An interesting application of this line of thinking is what is known as the Learned Hand Rule, named after the New York judge Learned Hand (phenomenal name!). He explicitly articulated this rule in the 1947 case of the United States v. Carroll Towing Company (I say “explicitly” because some like to point out that he applied this rule in a much earlier opinion). The basic issue in that case is that a tugboat had inadvertently unmoored barges from a pier. As a result, a barge carrying flour that was owned by the United States government ended up sinking. The government then sued the towing company for negligence.
In writing the opinion of the case, Judge Learned Hand explained the criteria for determining negligence as follows:
It appears … that there is no general rule to determine when the absence of a bargee or other attendant will make the owner of the barge liable for injuries to other vessels if she breaks away from her moorings. However, in any cases where he would be so liable for injuries to others obviously he must reduce his damages proportionately, if the injury is to his own barge. It becomes apparent why there can be no such general rule, when we consider the grounds for such a liability. Since there are occasions when every vessel will break from her moorings, and since, if she does, she becomes a menace to those about her; the owner's duty, as in other similar situations, to provide against resulting injuries is a function of three variables:
(1) The probability that she will break away;
(2) the gravity of the resulting injury, if she does;
(3) the burden of adequate precautions.
Possibly it serves to bring this notion into relief to state it in algebraic terms: if the probability be called P; the injury, L; and the burden, B; liability depends upon whether B is less than L multiplied by P: i.e., whether B < PL.
The court found that it was the accuser who was negligent. The barge had been left moored to the pier, but unattended. Leaving the barge unattended made it both more likely that something bad would happen and increased the cost of potential damages, the corresponding expected loss was much larger than the cost of actions that would have prevented those consequences. As a result, the accuser was negligent.
Note that this rule applies to both parties and therefore reveals a corollary of the Learned Hand Rule: the principle of least cost avoidance. In the event that one party, but not the other, could have avoided the accident at lower cost than the expected loss, that is the negligent party.
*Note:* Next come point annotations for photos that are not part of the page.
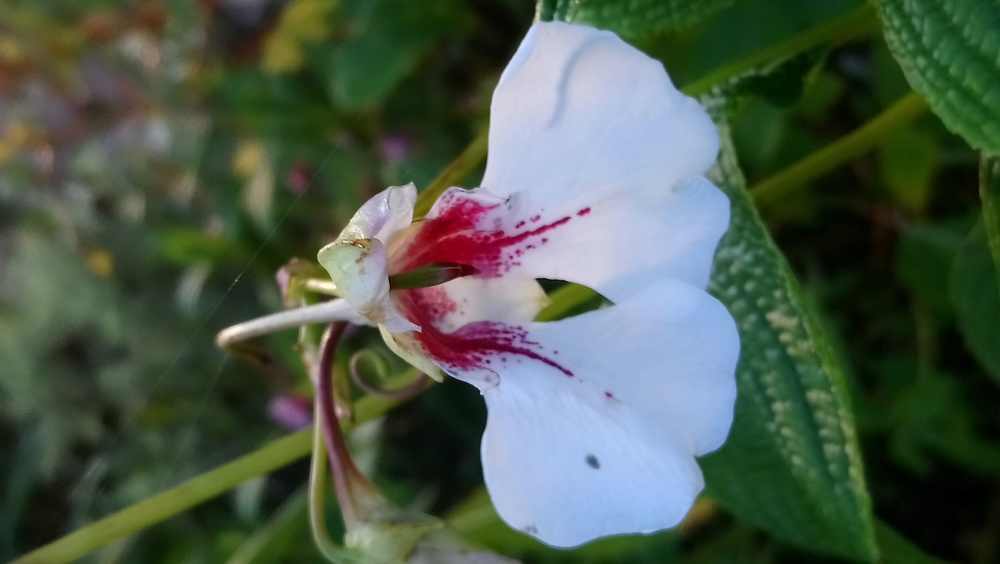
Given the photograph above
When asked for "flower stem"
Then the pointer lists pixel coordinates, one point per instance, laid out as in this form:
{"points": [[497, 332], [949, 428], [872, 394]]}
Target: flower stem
{"points": [[341, 463], [772, 189], [324, 312], [171, 502], [317, 493]]}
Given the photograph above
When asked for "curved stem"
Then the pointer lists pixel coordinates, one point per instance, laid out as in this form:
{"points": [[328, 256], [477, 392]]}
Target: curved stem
{"points": [[324, 312], [341, 463], [859, 141], [317, 493]]}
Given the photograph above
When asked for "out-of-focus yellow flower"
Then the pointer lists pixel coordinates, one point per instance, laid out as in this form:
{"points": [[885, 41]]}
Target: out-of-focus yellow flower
{"points": [[100, 262], [17, 137], [248, 158], [11, 51], [301, 21]]}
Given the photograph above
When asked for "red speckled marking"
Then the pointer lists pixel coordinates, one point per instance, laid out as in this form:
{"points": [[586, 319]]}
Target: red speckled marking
{"points": [[474, 346], [468, 232]]}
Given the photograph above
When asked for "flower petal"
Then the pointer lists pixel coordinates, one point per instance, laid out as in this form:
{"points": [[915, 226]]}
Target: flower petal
{"points": [[605, 443], [382, 216], [584, 126], [677, 231], [358, 262], [579, 109], [360, 270], [462, 301]]}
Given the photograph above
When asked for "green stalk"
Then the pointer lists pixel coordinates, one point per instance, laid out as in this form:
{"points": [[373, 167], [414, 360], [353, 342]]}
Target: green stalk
{"points": [[852, 145], [164, 505], [854, 24]]}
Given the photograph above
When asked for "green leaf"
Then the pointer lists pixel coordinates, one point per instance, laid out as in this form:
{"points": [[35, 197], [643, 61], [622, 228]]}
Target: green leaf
{"points": [[780, 82], [907, 164], [975, 295], [895, 549], [792, 464], [637, 18], [989, 192], [950, 53]]}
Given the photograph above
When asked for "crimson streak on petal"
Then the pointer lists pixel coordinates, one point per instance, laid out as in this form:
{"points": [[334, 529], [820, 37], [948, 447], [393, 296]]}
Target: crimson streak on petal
{"points": [[474, 346], [470, 232]]}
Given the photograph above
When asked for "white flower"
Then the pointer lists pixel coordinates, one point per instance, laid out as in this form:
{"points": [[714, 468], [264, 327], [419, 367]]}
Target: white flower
{"points": [[593, 177]]}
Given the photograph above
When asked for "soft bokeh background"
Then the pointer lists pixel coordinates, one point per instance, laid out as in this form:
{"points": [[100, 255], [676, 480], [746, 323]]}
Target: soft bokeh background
{"points": [[159, 161]]}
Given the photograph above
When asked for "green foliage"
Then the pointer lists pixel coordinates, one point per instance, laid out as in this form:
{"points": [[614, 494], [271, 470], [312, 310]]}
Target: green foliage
{"points": [[975, 293], [637, 18], [950, 52], [387, 42], [792, 463], [989, 193]]}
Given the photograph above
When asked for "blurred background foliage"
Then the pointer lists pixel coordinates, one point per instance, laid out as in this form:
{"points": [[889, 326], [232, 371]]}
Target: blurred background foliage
{"points": [[159, 161]]}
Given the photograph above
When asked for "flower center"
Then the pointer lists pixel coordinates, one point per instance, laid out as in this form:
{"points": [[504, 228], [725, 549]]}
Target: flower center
{"points": [[470, 232], [481, 345]]}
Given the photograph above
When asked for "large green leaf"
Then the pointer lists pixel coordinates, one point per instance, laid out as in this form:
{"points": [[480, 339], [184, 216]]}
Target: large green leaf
{"points": [[975, 294], [989, 191], [635, 18], [950, 53], [792, 464]]}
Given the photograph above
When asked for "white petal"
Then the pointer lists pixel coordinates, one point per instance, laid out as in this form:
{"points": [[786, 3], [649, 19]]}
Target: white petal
{"points": [[360, 271], [578, 108], [624, 244], [386, 213], [616, 245], [358, 262], [610, 449], [471, 299], [583, 121]]}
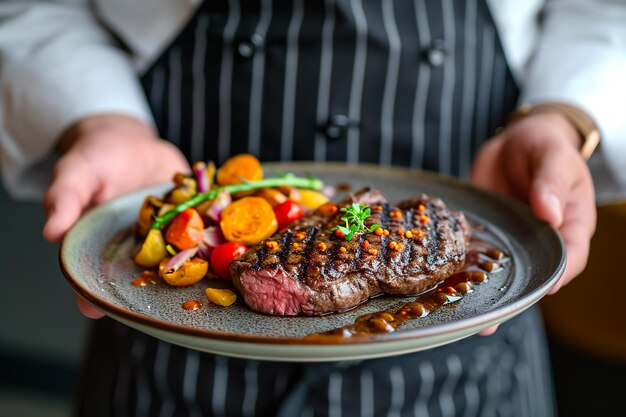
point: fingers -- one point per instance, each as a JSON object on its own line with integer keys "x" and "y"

In the event that both parties could have avoided the accident at lower cost than the expected loss, the party that could have avoided the loss at the least cost is held negligent.
In formulating this rule, Judge Learned Hand was effectively applying Coaseian reasoning. For example, assume away transaction costs for a moment. Prior to any accident taking place, the parties involved might recognize the potential for an accident. Given the magnitude of the cost of the accident and the likelihood of that accident, if the party who would suffer from that accident could prevent the accident at the least cost, then that party should bear the cost. In the event that the other party could prevent the accident at the lowest cost, then the potentially harmed party should be willing to pay them to take the action necessary to prevent the accident.
In reality, however, transaction costs aren’t zero and the parties might have asymmetric information about the potential harm. Nonetheless, if the principle of least cost avoidance is written into the law or if the law is enforced according to the principle, it helps to align incentives of the parties involved ex ante and therefore can act as an effective form of deterrence while minimizing the total costs of accidents.